ここから本文です。

インタビュー

インタビュー

株式会社山櫻

在庫管理から物流効率化

 在庫量の適正化を実施し、物流の効率化を狙う株式会社山櫻が、その施策を導入するに至った経緯と現状、さらに今後の課題や展望について、ロジスティックス部門太田様にお話を伺いました。

在庫コントロールは中長期戦略の1つ

 オリパラ開催前は開催期に供給が間に合わないかもしれないと、過剰在庫や欠品などの見直しを行う重点管理を行なってきました。
 開催期にはコロナの影響もあり販売量が減少し、大きな影響はありませんでしたが、その後、在庫コントロールをさらに進めていくことを中長期戦略で決定し、在庫回転率を指標としました。

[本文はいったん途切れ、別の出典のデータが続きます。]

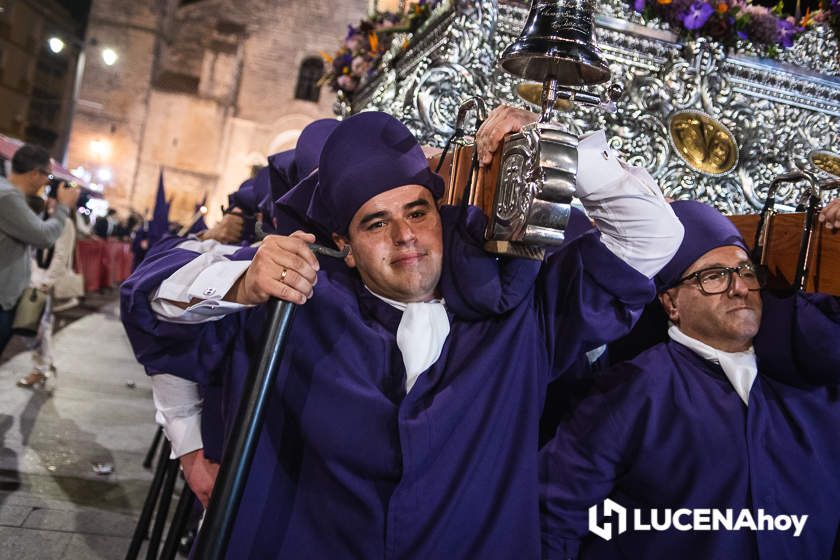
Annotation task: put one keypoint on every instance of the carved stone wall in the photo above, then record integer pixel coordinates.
(777, 111)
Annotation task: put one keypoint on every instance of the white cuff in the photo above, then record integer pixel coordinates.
(598, 165)
(178, 411)
(201, 279)
(636, 223)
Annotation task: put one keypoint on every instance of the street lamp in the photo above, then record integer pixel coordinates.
(109, 57)
(56, 44)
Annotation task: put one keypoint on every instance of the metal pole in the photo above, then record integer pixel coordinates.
(239, 452)
(172, 466)
(71, 113)
(150, 454)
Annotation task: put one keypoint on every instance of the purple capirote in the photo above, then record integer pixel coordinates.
(705, 229)
(366, 155)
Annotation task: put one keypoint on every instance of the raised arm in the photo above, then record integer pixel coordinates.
(594, 287)
(19, 222)
(798, 339)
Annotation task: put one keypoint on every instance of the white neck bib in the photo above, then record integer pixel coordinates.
(420, 336)
(740, 367)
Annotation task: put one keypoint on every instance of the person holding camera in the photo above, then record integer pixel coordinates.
(21, 229)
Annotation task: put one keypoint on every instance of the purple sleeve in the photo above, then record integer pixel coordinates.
(587, 297)
(193, 352)
(799, 338)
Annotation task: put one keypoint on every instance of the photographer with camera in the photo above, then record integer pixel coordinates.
(20, 228)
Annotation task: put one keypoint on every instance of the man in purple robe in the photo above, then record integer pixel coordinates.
(404, 420)
(739, 411)
(189, 412)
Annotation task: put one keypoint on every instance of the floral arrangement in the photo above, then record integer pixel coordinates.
(358, 58)
(730, 21)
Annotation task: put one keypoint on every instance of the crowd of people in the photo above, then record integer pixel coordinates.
(405, 417)
(40, 224)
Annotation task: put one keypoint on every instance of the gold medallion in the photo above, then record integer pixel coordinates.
(531, 93)
(826, 161)
(703, 142)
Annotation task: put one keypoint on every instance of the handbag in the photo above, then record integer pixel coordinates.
(69, 285)
(29, 311)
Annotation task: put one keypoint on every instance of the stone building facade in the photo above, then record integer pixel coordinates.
(36, 84)
(203, 90)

回転率が高い方が商品も新鮮で現金化されるまでの時間も短く、タイムリーに供給でき、逆に回転が鈍いものは調達の見直しを図るなどで、調達部門、ロジスティック部門、生産部門の八王子工場との連携を強化しています。
 コロナ禍の影響で販売量が減るので人と物流を減らし、経済が戻ればそれらを戻せばいい、といった単純なものではありません。事業を継続するためには人的資源と物流車両数の適正化を継続的に行い車両確保は必要な行動です。

新事業で物流と経営の安定化

 物流センターの中に新しくフルフィルメントという事業を展開しました。いわゆる倉庫業と言われるものです。通常、弊社では自社工場で作った販売製品を新木場に運び入れて一時保管をし、お客様のオーダーに合わせてそれをお届けします。
 ですので、基本的にはこの保管にあるのは自社製品のみですが、第一種貨物利用運送事業と倉庫業を登録して弊社が製造しない荷物も保管し、出し入れや要望があれば配送するなどで共同配送行い、物流効率化と利益創出を行いました。
 コロナ禍ではそれほど活発ではありませんでしたが、新しいお仕事が徐々に入り、10社ほどが契約に至っています。

配送方法の見直しで、配送車の削減に成功

 新たな取り組みとしては、2020年から2021年にかけて配送車両台数のミニマム化を行いました。弊社の新木場にある物流センターの周りは委託で運送業者にお願いしていて、そちらで19台、また23区内の営業拠点は営業をしながら自分でお客さんに納品する3台の合計22台の配送車がありました。
 営業拠点が営業に特化することで、その配送エリアを委託運送会社の配送エリアに集約し、また物流センターから午前午後の2回配送をおこなっていたところを、午前は近接9つの支店へ配送を行い、午後は物流センターに戻らず、支店から目的地に配送とすることで配送距離を抑え、その結果22台の配送車を20台に減らすことができ、それによるCO2の排出量を減らすことにも繋がっています。

<Co2排出量の推移>

2024年を見据えて

 今の世の中、労働時間はキーと考えています。コロナで物量が落ちたタイミングで稼働時間の見直しをはかり、繁忙期以外の時間外労働をゼロに近づけようと一貫して動きました。
 物流センターがお客さんの要望ありきで動いていたこともあり、気づけば会社全体で一番長く稼働する部署になっていましたが、この建物に6グループいるのですが、全ての部署で残業時間が減っています。
決まった時間の労働で、ちゃんと帰れるということが社員、従業者のモチベーションを上げ、辞める人がほとんどいなくなったというのが大きな効果だと思います。
 現在、AI配車システムの導入を検討するための検証を行なっています。販売情報や配送依頼情報を販売管理システムから取り出し、ルートも自動で組まれナビをするAI配車です。
 これら導入の検討や共同配送は、コスト削減や労働時間の削減など企業活動に寄与する意義ある取り組みこととして、今後も進めてまいります。